Ooki DAO, the Decentralized Autonomous Organization, was sued by the United States Commodity Futures Trading Commission (CFTC) as the regulator accused its voting members of violating the Commodity and Exchange Act.
According to the regulator, DAO members are liable for their individual roles in connection with developing a decentralized margin trading blockchain protocol and failing to utilize KYC for platform participation as required by CEA regulations. With the lawsuit from the CFTC now filed, the DAO has opened a public forum for discussion such that its members will explore the best avenues to respond to the lawsuit.
Some options were laid down by the forum post that will guide the community members in choosing what the best approach should be.
According to the post, through voting, Ooki DAO members can choose to approve allocating Ooki treasury funds to be spent to retain legal counsel to represent Ooki DAO members; approve the allocation of Ooki treasury funds for the DAO to continue operating and any future contingency runway; seeking support from the broader NFT and DeFi world, and releasing an NFT collection to support the ongoing fight.

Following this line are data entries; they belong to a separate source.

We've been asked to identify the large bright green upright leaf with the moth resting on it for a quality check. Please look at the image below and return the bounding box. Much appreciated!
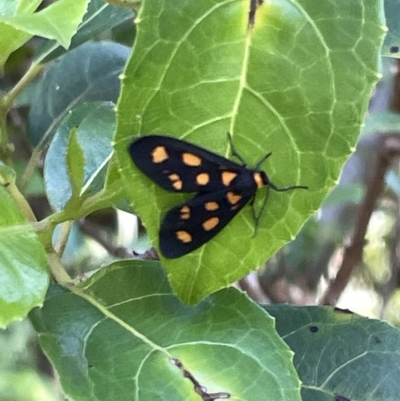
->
[115,0,383,303]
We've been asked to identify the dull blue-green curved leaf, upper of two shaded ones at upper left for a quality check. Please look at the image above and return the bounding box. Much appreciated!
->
[28,42,128,146]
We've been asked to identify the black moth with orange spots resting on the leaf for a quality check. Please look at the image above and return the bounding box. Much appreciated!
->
[129,135,307,258]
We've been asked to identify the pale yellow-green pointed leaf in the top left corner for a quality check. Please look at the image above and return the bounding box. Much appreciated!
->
[0,0,89,48]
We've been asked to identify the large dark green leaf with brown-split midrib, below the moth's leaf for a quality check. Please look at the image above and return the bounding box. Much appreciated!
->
[31,261,300,401]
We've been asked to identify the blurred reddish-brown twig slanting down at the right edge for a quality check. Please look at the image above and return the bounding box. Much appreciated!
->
[321,133,400,306]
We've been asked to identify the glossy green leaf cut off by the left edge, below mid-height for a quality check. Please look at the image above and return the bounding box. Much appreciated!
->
[0,186,49,327]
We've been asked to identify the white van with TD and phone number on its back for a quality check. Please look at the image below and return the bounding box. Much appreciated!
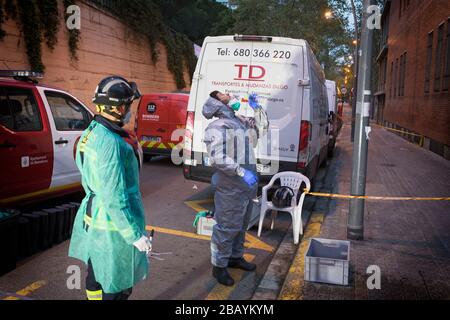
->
[184,35,328,182]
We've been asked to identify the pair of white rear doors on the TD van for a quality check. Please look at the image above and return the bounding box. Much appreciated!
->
[189,37,305,172]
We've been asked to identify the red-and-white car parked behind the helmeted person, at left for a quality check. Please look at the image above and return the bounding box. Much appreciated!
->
[0,71,142,206]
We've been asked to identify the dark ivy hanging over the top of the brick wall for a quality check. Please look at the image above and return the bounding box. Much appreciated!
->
[0,0,197,89]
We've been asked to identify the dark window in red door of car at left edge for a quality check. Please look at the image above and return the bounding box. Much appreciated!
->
[0,87,42,132]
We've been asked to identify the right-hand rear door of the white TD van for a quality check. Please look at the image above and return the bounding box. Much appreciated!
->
[248,40,306,170]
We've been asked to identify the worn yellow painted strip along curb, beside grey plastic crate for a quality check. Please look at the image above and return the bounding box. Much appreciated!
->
[278,213,324,300]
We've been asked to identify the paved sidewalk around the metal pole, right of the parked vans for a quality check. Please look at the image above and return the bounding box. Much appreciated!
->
[279,120,450,300]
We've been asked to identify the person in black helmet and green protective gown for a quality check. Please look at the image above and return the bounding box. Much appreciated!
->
[69,76,151,300]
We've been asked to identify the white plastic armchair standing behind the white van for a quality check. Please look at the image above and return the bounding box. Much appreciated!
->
[258,171,311,244]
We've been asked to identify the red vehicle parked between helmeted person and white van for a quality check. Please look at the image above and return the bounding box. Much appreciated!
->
[135,93,189,161]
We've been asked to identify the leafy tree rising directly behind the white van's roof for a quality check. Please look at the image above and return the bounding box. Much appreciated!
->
[229,0,351,79]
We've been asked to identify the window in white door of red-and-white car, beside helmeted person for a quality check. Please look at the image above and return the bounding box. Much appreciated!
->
[45,91,92,131]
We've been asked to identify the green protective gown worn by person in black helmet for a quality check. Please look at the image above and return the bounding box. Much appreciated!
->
[69,116,148,293]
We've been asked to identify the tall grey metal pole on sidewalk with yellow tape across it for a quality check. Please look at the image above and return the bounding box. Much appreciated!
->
[347,0,374,240]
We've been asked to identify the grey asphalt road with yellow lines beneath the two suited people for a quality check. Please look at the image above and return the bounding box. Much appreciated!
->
[0,157,290,300]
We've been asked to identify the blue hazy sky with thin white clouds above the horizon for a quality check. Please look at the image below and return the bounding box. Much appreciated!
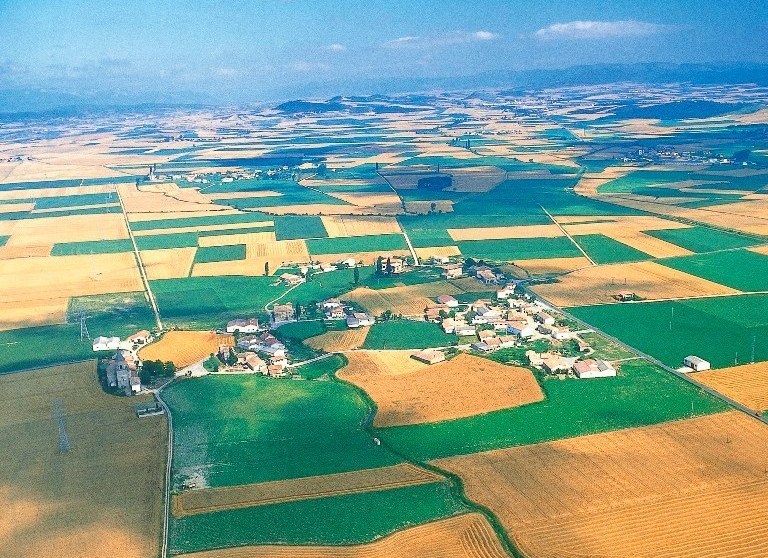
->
[0,0,768,102]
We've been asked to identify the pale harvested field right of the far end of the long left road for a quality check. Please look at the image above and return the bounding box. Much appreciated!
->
[117,183,226,213]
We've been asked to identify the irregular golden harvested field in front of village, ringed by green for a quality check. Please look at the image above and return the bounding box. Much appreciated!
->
[337,351,544,427]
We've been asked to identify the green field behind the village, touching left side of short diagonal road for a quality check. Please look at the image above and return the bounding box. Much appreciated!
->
[455,236,582,261]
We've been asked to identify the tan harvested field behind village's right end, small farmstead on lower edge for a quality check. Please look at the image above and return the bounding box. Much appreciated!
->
[532,262,739,306]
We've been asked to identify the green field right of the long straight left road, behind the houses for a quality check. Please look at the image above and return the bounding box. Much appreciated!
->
[150,276,287,329]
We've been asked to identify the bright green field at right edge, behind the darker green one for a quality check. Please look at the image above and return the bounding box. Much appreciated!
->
[659,250,768,292]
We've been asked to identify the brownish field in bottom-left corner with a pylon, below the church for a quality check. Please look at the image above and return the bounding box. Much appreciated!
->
[0,362,167,558]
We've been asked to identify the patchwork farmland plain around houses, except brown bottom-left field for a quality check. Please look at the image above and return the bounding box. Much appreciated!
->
[0,80,768,558]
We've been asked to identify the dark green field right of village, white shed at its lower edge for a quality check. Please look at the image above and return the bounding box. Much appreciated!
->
[570,294,768,368]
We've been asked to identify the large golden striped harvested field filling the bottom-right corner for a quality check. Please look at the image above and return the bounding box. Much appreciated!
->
[436,411,768,558]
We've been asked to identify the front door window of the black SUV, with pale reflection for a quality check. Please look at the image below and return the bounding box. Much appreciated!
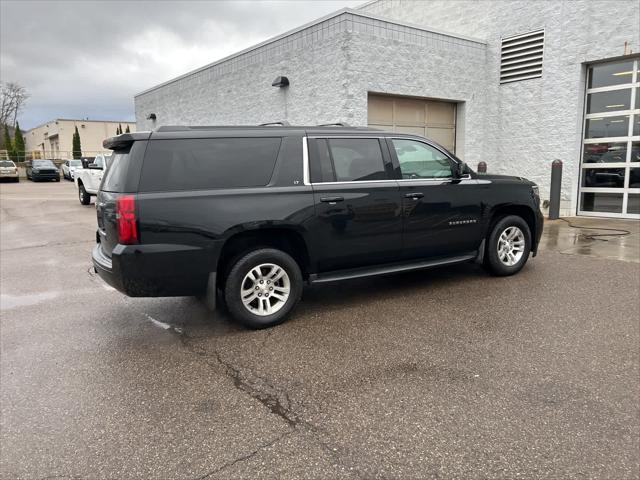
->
[393,139,452,179]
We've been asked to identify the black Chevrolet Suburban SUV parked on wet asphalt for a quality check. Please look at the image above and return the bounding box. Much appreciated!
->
[93,126,543,328]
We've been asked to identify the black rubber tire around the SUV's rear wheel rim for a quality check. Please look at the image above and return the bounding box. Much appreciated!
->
[224,248,303,329]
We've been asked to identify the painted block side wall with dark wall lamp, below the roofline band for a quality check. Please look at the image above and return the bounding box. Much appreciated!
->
[135,32,347,129]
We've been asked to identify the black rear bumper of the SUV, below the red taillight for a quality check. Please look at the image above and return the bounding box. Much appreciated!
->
[92,243,216,297]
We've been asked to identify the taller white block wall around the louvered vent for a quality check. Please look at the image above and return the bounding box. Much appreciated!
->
[361,0,640,213]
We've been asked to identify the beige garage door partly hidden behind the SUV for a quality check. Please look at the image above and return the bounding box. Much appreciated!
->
[368,94,456,152]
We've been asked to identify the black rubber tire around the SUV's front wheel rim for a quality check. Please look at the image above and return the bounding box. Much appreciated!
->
[484,215,531,277]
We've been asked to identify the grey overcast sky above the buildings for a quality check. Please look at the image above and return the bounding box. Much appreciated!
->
[0,0,364,129]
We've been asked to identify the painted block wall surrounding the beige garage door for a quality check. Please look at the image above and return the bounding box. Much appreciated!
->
[344,32,486,164]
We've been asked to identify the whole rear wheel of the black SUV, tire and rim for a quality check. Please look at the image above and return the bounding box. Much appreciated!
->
[224,248,302,328]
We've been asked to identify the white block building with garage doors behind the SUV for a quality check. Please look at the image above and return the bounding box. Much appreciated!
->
[135,0,640,218]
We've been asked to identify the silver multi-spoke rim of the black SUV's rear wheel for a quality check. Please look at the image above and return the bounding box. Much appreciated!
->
[240,263,291,317]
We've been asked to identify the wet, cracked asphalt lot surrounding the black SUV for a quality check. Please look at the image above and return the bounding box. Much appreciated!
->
[0,182,640,479]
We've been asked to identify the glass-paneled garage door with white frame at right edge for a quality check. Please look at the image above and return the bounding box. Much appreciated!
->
[578,58,640,218]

Ooki DAO is confident in gaining the support of the broader ecosystem as the precedents set by the lawsuit will affect the future approach of the CFTC and other regulators to other major DAOs operating in the industry. Worse still, the CFTC wanted every member of the DAO who contributes to the project through voting to answer individually for their participation in the protocol’s governance.

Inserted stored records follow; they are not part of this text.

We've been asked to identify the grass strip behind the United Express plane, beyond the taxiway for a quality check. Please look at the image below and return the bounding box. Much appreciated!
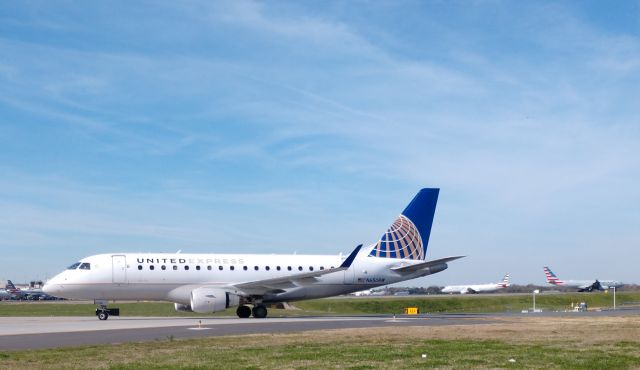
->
[0,292,640,317]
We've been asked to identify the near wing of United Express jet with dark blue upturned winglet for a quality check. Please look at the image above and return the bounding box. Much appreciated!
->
[230,244,362,295]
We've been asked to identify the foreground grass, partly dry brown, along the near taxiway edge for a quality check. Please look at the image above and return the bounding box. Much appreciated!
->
[0,317,640,369]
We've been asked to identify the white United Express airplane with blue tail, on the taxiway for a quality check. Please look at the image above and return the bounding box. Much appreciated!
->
[43,189,464,320]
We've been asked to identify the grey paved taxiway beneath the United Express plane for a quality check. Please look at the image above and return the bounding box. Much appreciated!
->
[0,310,640,350]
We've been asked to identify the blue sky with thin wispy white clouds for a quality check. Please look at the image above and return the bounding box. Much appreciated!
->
[0,1,640,285]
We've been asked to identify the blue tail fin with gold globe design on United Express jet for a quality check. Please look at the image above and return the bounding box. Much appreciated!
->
[369,189,440,260]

Ooki DAO and the broader observers in the Web3.0 ecosystem consider this a very brute affront to the future survival of DAOs which are just an innovative subset of the crypto ecosystem.

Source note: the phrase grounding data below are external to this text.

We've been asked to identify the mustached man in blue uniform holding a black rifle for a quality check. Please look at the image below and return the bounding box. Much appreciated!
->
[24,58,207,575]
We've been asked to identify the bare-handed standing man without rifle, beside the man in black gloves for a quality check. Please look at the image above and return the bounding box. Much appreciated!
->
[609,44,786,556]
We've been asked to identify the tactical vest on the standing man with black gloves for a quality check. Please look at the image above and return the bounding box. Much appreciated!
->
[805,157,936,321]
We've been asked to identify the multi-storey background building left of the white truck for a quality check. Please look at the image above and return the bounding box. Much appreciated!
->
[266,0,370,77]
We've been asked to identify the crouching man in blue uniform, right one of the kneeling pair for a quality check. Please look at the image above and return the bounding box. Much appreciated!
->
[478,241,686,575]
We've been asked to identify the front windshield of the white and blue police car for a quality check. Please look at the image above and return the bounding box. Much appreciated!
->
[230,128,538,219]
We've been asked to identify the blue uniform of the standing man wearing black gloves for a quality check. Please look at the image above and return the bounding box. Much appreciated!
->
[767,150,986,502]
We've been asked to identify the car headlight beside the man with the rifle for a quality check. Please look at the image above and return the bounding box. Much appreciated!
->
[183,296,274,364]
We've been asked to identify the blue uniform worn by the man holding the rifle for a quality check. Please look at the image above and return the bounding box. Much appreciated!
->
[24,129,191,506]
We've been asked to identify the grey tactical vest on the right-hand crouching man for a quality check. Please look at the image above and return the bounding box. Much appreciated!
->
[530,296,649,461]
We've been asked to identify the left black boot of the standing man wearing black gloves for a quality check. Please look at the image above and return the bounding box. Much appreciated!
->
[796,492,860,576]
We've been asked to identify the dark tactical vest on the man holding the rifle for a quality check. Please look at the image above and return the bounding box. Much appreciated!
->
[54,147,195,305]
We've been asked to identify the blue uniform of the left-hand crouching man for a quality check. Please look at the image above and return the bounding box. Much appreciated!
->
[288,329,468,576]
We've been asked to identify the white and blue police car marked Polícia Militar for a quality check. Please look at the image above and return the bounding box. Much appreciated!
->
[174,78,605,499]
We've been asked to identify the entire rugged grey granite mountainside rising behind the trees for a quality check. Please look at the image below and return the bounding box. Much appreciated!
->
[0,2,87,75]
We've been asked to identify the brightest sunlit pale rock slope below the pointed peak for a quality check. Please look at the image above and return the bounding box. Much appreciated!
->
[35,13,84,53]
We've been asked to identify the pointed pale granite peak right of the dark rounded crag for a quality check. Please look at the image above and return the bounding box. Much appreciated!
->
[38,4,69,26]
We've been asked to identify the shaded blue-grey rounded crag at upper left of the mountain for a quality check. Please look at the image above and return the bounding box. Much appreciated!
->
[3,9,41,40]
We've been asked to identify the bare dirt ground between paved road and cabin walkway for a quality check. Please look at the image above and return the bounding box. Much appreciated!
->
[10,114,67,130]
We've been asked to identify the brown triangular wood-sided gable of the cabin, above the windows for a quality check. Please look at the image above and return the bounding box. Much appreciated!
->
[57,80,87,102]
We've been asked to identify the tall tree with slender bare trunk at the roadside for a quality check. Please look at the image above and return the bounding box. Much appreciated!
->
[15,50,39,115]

Stakeholders in the crypto ecosystem are now rising up in solidarity against the approach of US regulators to new blockchain technologies.
Like Ooki DAO, many are speaking against the arrest of Alex Pertsev, the core developer of the Tornado Cash protocol. Additionally, the sanctions of the crypto mixer by the US Treasury Department are being contested by a coalition of industry stakeholders, including Coinbase.